“one path, slouching toward whiteness” vs. “Another path … brown” multiracial identity (Foley)

The rapid increase in the Hispanic population has not, however, complicated the black-white binary of U.S. race relations to the extent one might have expected. In part, this is because middle-class Hispanics–with the assistance of the Census Bureau in 1980–have redrawn the boundaries of whiteness to include both Hispanics and “non-Hispanic whites.” Mexican Americans, like other Hispanic groups, are at a crossroads: one path, slouching toward whiteness, leads to racial fissures that harden the color line between blacks and whites. Hispanic whites express their new sense of entitlement often by supporting anti-affirmative action laws, English-only movements, and other nativist ideologies on the backs of immigrants and African Americans. Another path welcomes the shared responsibility of defining and bringing into existence a transnational multiracial identity that acknowledges the Indian and African heritage of Latinos  and their ancient ties to the Western hemisphere, an identity that the author Richard Rodriguez calls simply “brown.”[49]
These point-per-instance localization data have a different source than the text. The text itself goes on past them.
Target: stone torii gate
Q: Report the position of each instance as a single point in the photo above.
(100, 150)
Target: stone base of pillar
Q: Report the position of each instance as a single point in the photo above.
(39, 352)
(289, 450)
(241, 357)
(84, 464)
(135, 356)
Neil Foley, "Partly Colored or Other White: Mexican Americans and Their Problem with the Color Line," in Beyond Black and White: Race, Ethnicity, and Gender in the U.S. South and Southwest, ed. Stephanie Cole and Alison M. Parker, 123-144 (College Station: Texas A&M University Press, 204), 141.

 

  1. [49]Richard Rodríguez, Brown: The Last Discovery of America (New York: Viking, 2000).

“Middle-class Mexican Americans … drew distinctions between themselves and lower-class Mexicans who they often regarded as ‘Indios’ or ‘Indian Mexicans’ and used terms like ‘mojados’ …” (Foley)

racial stratification within Tejanx community — “indios,” “mojados,” etc. / BB&W, 134

These middle-class Mexican Americans in El Paso sought to eliminate once and for all the ambiguity surrounding Mexican racial identity. First, they recognized that any attempt to define them as “nonwhite” could easily come to mean “noncitizen” as well, because many Anglos did not regard Mexicans, particularly of the lower class, as truly American or fit for American citizenship. Second, middle-class Mexican Americans themselves drew distinctions between themselves and lower-class Mexicans who they often regarded as “Indios,” or “Indian Mexicans” and used terms like “mojados” (“wetbacks”) and other terms of class and racial disparagement. Hamilton Price, the black El Pasoan, pointed out as much when he reminded El Pasoans about the close, even intimate, relations that existed between blacks and lower-class Mexicans in El Paso, from Mexican men shining the shoes of African American men to African American men marrying Mexican women.

Neil Foley, "Partly Colored or Other White: Mexican Americans and Their Problem with the Color Line," in Beyond Black and White: Race, Ethnicity, and Gender in the U.S. South and Southwest, ed. Stephanie Cole and Alison M. Parker, 123-144 (College Station: Texas A&M University Press, 204), 134.